Best practices for model release are also still largely undefined at the industry level. Some labs publish model cards. Some run red-teaming exercises internally. Some share safety evaluations voluntarily with governments or third parties. None of this is standardized, none of it is verified externally, and none of it is mandatory. What Hassabis appears to be proposing is a mechanism that could change at least one of those conditions.
There is a version of this proposal that has real teeth: mandatory pre-release evaluations conducted by independent technical experts, with results that are binding rather than advisory. There is also a version that ends up functioning as a public relations exercise – voluntary participation, self-reported results, and standards written by committees with strong industry representation. The distance between those two outcomes depends almost entirely on how such a body would be structured, funded, and empowered to act.
The Timing of the Proposal
Hassabis is making this call at a moment when AI regulation globally is fragmented and contested. The European Union’s AI Act is the most comprehensive framework in effect, but its provisions for frontier models remain a point of ongoing debate. In the United States, federal AI legislation has stalled repeatedly, and executive action has moved in different directions under different administrations. The UK has positioned itself as a governance hub but lacks binding authority. No international consensus mechanism for AI safety standards currently exists.

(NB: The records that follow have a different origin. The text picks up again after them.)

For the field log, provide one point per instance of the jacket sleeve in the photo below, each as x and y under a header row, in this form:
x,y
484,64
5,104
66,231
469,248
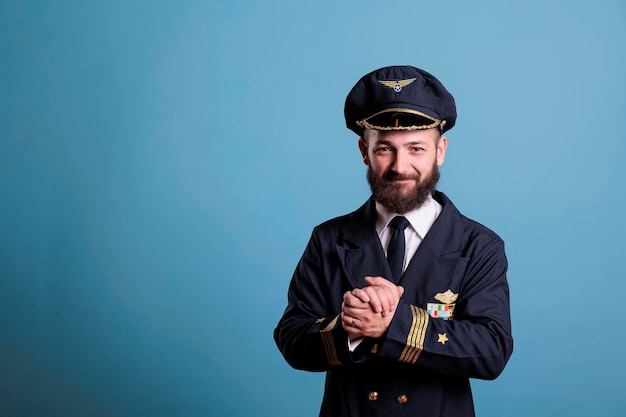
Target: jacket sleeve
x,y
477,343
310,335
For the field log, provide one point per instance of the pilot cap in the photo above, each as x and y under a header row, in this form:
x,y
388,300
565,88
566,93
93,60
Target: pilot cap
x,y
399,98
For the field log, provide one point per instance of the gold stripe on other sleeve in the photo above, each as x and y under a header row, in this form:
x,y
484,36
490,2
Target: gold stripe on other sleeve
x,y
417,334
329,343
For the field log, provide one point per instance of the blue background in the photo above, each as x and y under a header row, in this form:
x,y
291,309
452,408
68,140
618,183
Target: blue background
x,y
162,165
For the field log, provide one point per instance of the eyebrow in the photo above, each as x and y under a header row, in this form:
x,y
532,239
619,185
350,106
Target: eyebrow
x,y
411,143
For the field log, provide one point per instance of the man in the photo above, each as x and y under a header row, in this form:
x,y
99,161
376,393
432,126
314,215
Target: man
x,y
405,299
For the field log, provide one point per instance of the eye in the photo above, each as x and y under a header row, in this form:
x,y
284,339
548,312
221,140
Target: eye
x,y
383,149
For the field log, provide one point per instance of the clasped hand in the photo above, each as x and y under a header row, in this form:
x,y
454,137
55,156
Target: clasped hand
x,y
367,312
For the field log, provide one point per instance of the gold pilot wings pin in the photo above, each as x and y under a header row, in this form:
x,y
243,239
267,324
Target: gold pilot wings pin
x,y
446,309
397,85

Into that vacuum, the proposal for a FINRA-style body is both timely and convenient for AI labs. Timely because the absence of standards is becoming increasingly difficult to defend publicly as AI systems grow more capable. Convenient because a self-regulatory model – if designed by industry insiders – gives labs significant influence over what those standards actually require. Whether Hassabis’s proposal is primarily a good-faith safety initiative or a strategic effort to define the terms of oversight before governments do is a question the details of any actual implementation would have to answer.

What Comes Next
A proposal is not a policy. For a standards body of this kind to take shape, it would need buy-in from multiple frontier labs, agreement on governance structure, a funding mechanism, and some form of legal authority – either granted by governments or enforced through industry norms and reputational pressure. None of that is in place. What exists right now is a high-profile CEO making a public argument, which is nonetheless how many policy processes actually begin.

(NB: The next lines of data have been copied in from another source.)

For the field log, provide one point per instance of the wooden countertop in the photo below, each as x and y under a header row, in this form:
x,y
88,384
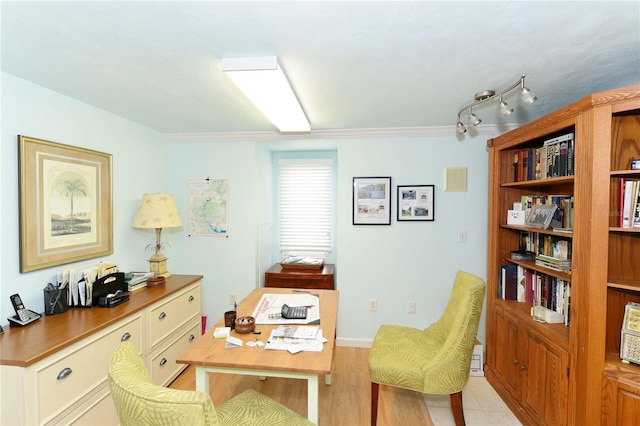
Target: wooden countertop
x,y
23,346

DeepMind occupies a specific position in this conversation. It is a subsidiary of Alphabet, which gives it both the resources to push for institutional change and the corporate pressures that make any regulatory outcome consequential to its bottom line. Hassabis has been one of the more vocal figures in AI on the subject of long-term safety – he co-founded the field of AI safety research in many respects – but his institutional role means his proposals will always be read partly through that lens.

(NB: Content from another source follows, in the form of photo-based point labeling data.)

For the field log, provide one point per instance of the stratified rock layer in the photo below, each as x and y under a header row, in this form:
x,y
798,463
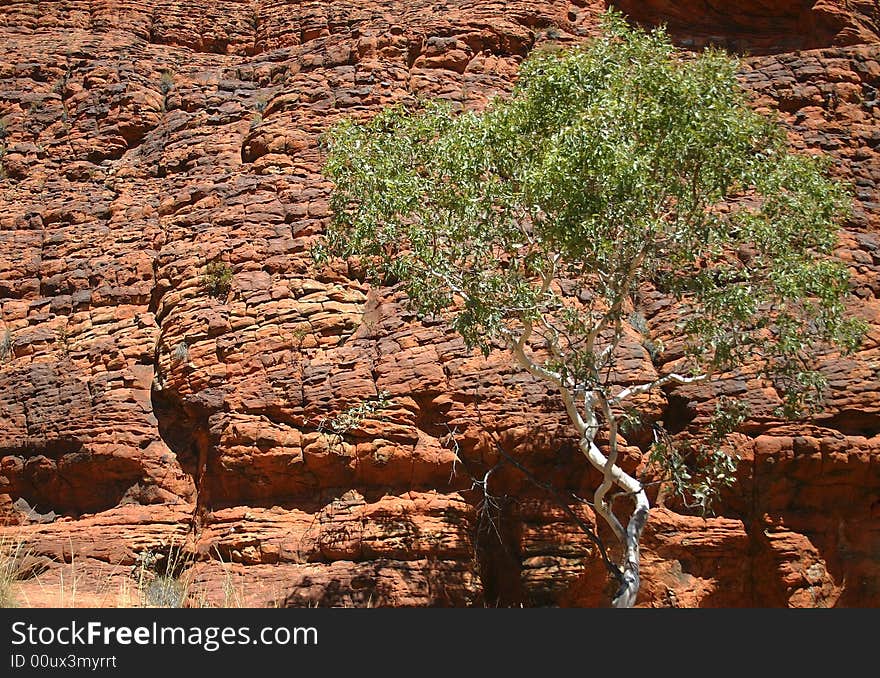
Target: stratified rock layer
x,y
159,411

The FINRA analogy will likely face scrutiny from multiple directions: from those who think AI risks are too serious for a self-regulatory approach, from those who think any new oversight body will stifle innovation, and from regulators in different jurisdictions who may see it as an attempt to preempt their authority. Hassabis has put a specific model on the table. Whether anyone else is willing to build it on his terms – or whether governments move first and build something he did not design – is the actual open question.